Bristol-Myers Squibb, the maker of pravastatin, criticized the research. The company argued that a halt in the growth of plaque was not necessarily the same as a reduction in heart attacks and deaths. It then funded Harvard Medical School researchers to prove that its drug treatment was as good as atorvastatin. And PROVE-IT they did, although not in the way Bristol-Myers Squibb would have liked.
The TIMI 22 study (Pravastatin or Atorvastatin Evaluation and Infection Therapy; PROVE-IT) enrolled 4,162 patients who had been hospitalized for an acute coronary syndrome within the preceding 10 days. The researchers compared 40 mg of pravastatin daily (standard therapy) with 80 mg of atorvastatin daily (intensive therapy).
The study was designed to establish the noninferiority of pravastatin as compared with atorvastatin with respect to the time to an endpoint event. The primary endpoint was a composite of death from any cause, myocardial infarction, documented unstable angina requiring rehospitalization, revascularization (performed at least 30 days after randomization), and stroke. Follow-up lasted 18-36 months, with a mean of 24 months.
The median LDL-cholesterol level achieved during treatment was 95 mg/dL in the standard-dose pravastatin group and 62 mg/dL in the high-dose atorvastatin group. Atorvastatin showed superiority to pravastatin, resulting in a 16% lower risk of the primary endpoint.
Intensive therapy with high-dose atorvastatin had a consistent beneficial effect on cardiac events, including a significant 29% reduction in the risk of recurrent unstable angina and a 14% reduction in the need for revascularization. The reduction in clinical events with the more intensive lipid-lowering therapy was apparent as early as 30 days after the start of therapy. Patients treated with high-dose atorvastatin, however, had significantly more liver-related side effects than patients treated with standard-dose pravastatin.
The researchers conclude that "given the substantially lower LDL-cholesterol levels achieved in the group given 80 mg of atorvastatin daily [median, 62 mg/dL], our results suggest that after an acute coronary syndrome, the target LDL-cholesterol level may be lower than that recommended in the current guidelines."
Taken together, the REVERSAL and PROVE-IT trials herald a shake-up in the field, Topol says. "We know that atherosclerotic progression and clinical outcomes will be ameliorated by much more aggressive use of statins.
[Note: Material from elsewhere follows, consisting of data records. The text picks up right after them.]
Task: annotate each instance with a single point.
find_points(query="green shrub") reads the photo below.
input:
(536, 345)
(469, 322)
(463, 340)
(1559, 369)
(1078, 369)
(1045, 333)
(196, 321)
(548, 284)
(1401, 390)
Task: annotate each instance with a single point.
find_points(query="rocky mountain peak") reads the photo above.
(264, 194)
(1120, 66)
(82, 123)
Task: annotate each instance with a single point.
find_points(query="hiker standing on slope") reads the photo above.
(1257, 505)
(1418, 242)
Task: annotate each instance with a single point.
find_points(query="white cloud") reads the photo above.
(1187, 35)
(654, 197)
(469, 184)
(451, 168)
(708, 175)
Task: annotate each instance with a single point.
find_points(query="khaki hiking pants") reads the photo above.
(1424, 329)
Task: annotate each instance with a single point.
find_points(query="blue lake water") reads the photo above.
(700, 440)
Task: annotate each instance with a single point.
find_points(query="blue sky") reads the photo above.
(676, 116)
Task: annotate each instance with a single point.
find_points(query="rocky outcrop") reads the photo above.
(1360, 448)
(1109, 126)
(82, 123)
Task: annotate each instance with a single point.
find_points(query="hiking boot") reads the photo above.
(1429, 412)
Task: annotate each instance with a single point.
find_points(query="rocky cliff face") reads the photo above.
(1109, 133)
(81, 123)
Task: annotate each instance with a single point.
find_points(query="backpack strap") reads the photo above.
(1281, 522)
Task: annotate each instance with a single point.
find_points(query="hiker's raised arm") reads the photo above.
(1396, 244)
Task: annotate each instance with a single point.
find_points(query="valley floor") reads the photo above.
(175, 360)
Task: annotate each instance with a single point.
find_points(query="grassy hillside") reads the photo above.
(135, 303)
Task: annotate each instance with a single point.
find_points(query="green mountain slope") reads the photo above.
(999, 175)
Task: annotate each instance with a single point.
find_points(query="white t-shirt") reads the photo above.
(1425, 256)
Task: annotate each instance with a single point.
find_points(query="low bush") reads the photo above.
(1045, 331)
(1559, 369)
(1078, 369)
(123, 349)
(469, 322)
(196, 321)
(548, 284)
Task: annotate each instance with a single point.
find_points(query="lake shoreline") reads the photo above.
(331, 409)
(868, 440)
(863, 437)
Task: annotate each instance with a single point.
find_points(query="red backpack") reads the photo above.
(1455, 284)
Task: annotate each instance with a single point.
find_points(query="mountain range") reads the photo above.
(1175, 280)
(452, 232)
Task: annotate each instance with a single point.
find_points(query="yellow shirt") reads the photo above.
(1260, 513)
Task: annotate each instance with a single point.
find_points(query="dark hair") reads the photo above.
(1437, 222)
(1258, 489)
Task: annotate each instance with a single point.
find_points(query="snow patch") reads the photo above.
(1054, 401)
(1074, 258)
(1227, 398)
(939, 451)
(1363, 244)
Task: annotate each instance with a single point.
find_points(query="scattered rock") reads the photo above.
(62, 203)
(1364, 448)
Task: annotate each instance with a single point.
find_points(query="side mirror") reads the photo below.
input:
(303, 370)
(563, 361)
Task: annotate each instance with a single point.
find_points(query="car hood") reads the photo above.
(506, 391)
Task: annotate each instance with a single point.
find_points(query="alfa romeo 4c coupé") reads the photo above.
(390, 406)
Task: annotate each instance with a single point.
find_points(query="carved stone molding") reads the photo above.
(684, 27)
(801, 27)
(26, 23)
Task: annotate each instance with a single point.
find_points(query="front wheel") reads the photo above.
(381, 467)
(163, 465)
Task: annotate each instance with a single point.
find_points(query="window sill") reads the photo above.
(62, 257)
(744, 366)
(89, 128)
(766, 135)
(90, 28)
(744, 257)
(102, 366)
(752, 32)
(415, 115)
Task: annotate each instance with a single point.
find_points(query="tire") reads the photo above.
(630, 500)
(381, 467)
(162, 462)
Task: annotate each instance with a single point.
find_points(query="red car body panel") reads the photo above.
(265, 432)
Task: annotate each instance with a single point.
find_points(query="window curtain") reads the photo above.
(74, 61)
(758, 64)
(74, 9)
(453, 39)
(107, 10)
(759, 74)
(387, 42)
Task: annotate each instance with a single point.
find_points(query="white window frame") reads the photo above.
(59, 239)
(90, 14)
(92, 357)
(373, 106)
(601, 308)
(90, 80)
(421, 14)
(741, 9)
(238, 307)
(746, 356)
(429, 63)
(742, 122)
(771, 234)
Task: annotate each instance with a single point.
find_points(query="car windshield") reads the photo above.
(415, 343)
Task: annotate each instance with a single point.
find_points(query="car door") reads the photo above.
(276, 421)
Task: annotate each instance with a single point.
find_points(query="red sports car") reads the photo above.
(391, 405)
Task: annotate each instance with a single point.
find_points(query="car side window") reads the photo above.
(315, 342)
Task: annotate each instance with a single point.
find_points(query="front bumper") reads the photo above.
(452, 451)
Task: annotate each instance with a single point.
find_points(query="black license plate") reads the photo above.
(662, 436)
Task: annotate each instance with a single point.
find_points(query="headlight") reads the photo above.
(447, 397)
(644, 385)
Indeed, the 80 mg dose of atorvastatin is the most intensive LDL-lowering regimen for which data on clinical outcomes are available. Unfortunately, we do not know the precise mechanism of action responsible for atorvastatin’s superiority." He suggests more investigation is needed to untangle the independent and interdependent effects of statins on LDL-cholesterol levels and the process of arterial inflammation.
One obstacle to a change to more intensive statin therapy would be cost. The recommended starting dose of atorvastatin is 10 mg per day. The cost at this dosage in Cleveland pharmacies is $900 per year, Topol says. The 80 mg dose costs $1,400 per year. "The statin drugs already account for the largest prescription drug expenditure in the United States, at $12.5 billion per year. Treatment based on the new data could cause the costs associated with statin therapy to skyrocket even further."
Still, Topol predicts there will soon be a sea change in the prevention and management of atherosclerotic vascular disease. "The proportional reduction in major clinical outcomes that results from aggressive statin therapy is of the same order of magnitude as that seen when statins were compared with placebo in controlled trials. Intensive therapy with statins, monitored by means of measurements of LDL-cholesterol or biologic markers of inflammation, is likely to result in even greater steps toward actualizing the full benefit of this remarkable class of medicines."